Dragorad Knezi, CEO and co-founder of eyezon, explains how customer-driven commerce disrupts the carefully constructed purchasing journeys that brands have been building for years.
For the past two decades, brands and businesses have been striving to be ever more customer-centric, transforming their organizations and using huge amounts of data to anticipate and match consumer needs at every touch point.
This sounds great on paper, and it may be done with the best of intentions, but it’s fast becoming a dated concept. Part of the problem, if we take a less charitable view of it, is that it turns consumers into glorified lab rats, passive players who are unaware of the orchestration going on around them. Brands are taking every click, behavior, demographic detail, and attitudinal preference – and using them to guide consumers to purchasing decisions, largely without their knowledge, not to mention consent. Consumers may understand that marketers are collecting data, but they have little understanding of exactly how it’s being used.
They also have something else: a new way to shop that disrupts the paradigm. We can call it customer-driven commerce. It’s a much more fluid, flexible, and immediate way to shop and buy, one in which the consumer has more or less complete control. To understand how it works, we can look at a number of new developments in the marketplace and see how they are coalescing around this new concept.
Shoppable marketing adds an element of immediacy and quickness to the shopping experience. Today, customers can click on an ad and buy in the moment, rather than leaving whatever content they are experiencing. While not wildly popular, the immediacy of these experiences is very important: customers can choose to buy when they want, without deferring the purchase or going to different digital locations to complete a transaction. This holds a lot of promise for customer-driven commerce, proving that shopping can happen anywhere.
Advanced fin tech
New buy-now, pay-later, and other flexible and transparent payment services are offering consumers both immediate credit lines and a much clearer picture of how much they are spending.
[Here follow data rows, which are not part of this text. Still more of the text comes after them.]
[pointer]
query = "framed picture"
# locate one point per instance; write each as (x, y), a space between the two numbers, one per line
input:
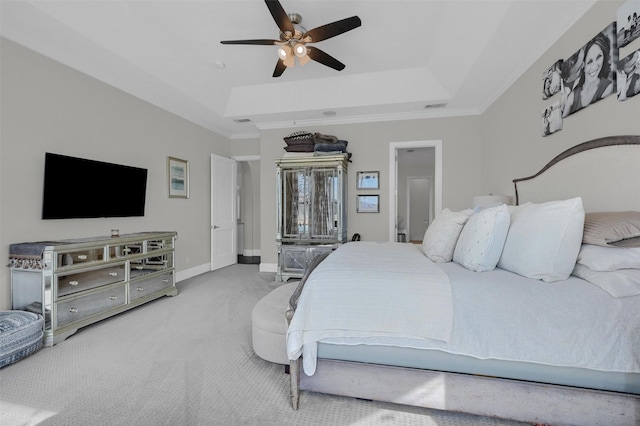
(368, 180)
(368, 204)
(552, 80)
(628, 23)
(178, 177)
(552, 119)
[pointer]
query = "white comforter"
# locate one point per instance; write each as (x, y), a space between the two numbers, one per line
(403, 303)
(498, 315)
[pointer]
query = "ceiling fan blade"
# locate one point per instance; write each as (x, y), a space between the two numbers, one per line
(324, 58)
(304, 59)
(280, 16)
(262, 42)
(333, 29)
(280, 67)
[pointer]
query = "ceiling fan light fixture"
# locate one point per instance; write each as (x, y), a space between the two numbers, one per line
(300, 50)
(283, 52)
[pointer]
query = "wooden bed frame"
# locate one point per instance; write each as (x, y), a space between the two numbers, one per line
(497, 397)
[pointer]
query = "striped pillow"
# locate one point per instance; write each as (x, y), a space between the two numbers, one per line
(608, 228)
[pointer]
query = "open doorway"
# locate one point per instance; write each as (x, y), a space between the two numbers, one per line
(416, 186)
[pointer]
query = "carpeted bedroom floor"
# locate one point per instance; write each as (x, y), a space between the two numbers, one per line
(184, 360)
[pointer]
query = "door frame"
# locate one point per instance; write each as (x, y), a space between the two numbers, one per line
(232, 258)
(429, 180)
(393, 179)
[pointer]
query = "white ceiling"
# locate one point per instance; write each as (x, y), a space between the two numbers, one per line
(405, 56)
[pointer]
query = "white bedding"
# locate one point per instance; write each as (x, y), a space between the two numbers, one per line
(497, 315)
(405, 303)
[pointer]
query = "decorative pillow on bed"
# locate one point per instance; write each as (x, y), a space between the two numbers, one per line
(544, 240)
(482, 239)
(620, 283)
(607, 228)
(599, 258)
(441, 236)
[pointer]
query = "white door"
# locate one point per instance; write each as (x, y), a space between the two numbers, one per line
(223, 212)
(418, 200)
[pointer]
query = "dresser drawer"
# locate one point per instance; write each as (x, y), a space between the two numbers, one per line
(80, 257)
(80, 281)
(80, 308)
(150, 264)
(147, 286)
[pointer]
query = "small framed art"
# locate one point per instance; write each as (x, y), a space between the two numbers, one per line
(178, 177)
(368, 180)
(368, 204)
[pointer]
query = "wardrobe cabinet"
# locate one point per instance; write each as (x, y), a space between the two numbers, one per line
(312, 210)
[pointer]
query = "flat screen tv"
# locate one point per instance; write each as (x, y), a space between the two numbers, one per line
(77, 188)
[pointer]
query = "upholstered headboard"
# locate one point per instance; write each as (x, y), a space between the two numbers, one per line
(605, 172)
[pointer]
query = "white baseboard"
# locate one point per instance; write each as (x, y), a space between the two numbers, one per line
(268, 267)
(192, 272)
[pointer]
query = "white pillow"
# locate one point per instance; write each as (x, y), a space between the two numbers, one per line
(544, 240)
(600, 258)
(441, 236)
(621, 283)
(482, 239)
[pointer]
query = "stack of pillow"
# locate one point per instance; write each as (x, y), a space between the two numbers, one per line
(539, 241)
(610, 253)
(299, 141)
(546, 241)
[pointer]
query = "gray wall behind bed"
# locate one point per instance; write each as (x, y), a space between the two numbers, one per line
(481, 153)
(512, 145)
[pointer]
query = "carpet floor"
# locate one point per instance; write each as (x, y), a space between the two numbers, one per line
(184, 360)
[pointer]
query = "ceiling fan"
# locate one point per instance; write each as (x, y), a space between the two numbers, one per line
(294, 39)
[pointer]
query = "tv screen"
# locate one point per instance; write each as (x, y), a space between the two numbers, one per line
(80, 188)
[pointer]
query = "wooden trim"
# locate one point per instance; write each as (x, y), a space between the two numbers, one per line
(585, 146)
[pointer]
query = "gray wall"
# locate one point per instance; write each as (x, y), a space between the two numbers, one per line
(511, 129)
(481, 154)
(369, 143)
(49, 107)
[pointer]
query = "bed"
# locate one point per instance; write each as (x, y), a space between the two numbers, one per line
(513, 330)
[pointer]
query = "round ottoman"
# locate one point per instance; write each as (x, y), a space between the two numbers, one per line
(269, 324)
(20, 335)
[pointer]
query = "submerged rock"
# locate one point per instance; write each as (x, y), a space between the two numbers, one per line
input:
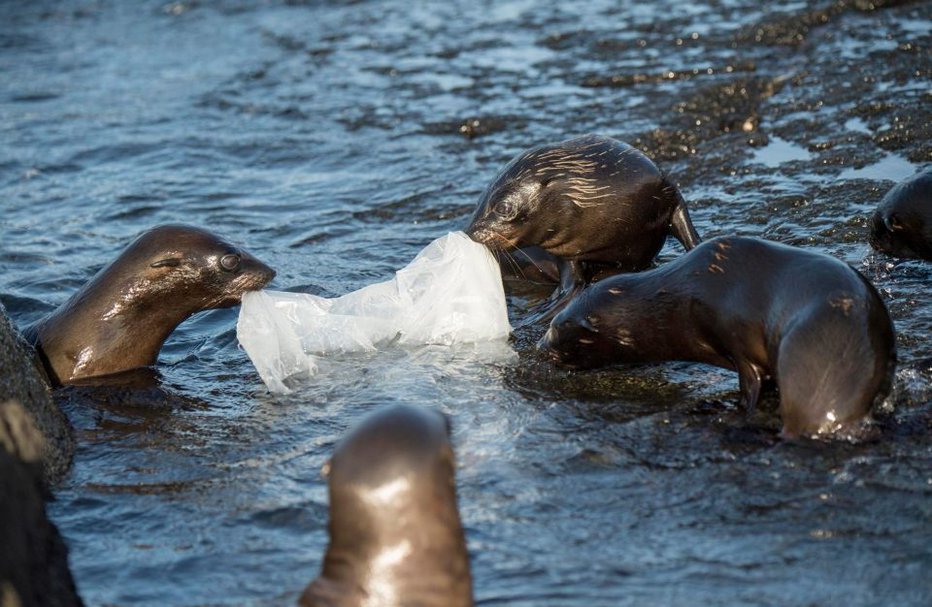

Gone are the days where everyone needed to purchase with credit cards with hidden fees and exorbitant interest rates. Companies like Affirm, for example, drop both of those, and let consumers know exactly how much something is going to cost and when they will be able to pay it off. This is producing a more confident consumer, one who is able to buy in the moment without regrets.
Increasingly brands are connecting potential customers with live agents via chat or video. Done right, live commerce offers a highly personalized and informative experience. Just as in a physical store, the customer can ask questions, get immediate feedback, and request further information. All the while, a skilled salesperson intuits their needs and responds accordingly. Live commerce also has great potential for inclusivity, using accessible technologies to bring shoppers with different abilities to the store.
While reviews are nothing new in commerce, they are increasingly being incorporated into in-the-moment shopping experiences. One example of this occurs during live streams, where influencers can demonstrate a product, and owners of it can comment in the feed. This gives potential buyers the ability to ask questions of actual owners (who happened to be fellow fans at the same time) of the product.
While we tend to think of each of these technologies in isolation, together they are creating the potential for shopping experiences in which customers seamlessly create their own purchasing journeys. This can happen just about anywhere, from a live stream and a brand website to sports TV and even in person events. Customers will be free to explore and shop how they like, without having to interrupt whatever they’re doing or seeing.
In this way, customer-driven commerce disrupts the carefully constructed purchasing journeys that brands have been building for years, replacing them with something that is much more natural and customizable.
A final point is that customer-driven commerce is not anti-data. But rather than using data to predict behavior, it uses it to improve the experience. It answers questions like the following: What is useful in the moment? What are the customers’ priorities right now? What are the unspoken blockers and unmet needs? And what do people actually want? Brands can feed this data back into their more traditional customer journeys or use it to enhance the live experiences as well.
It may seem ironic that brands have finally mastered digital transformation, only to have the ground shift out from under them. But technological possibilities have often outpaced organizational change, and if a brand’s goal is to make things better for its customers, giving them the ability to create their own desired journeys should be a no-brainer.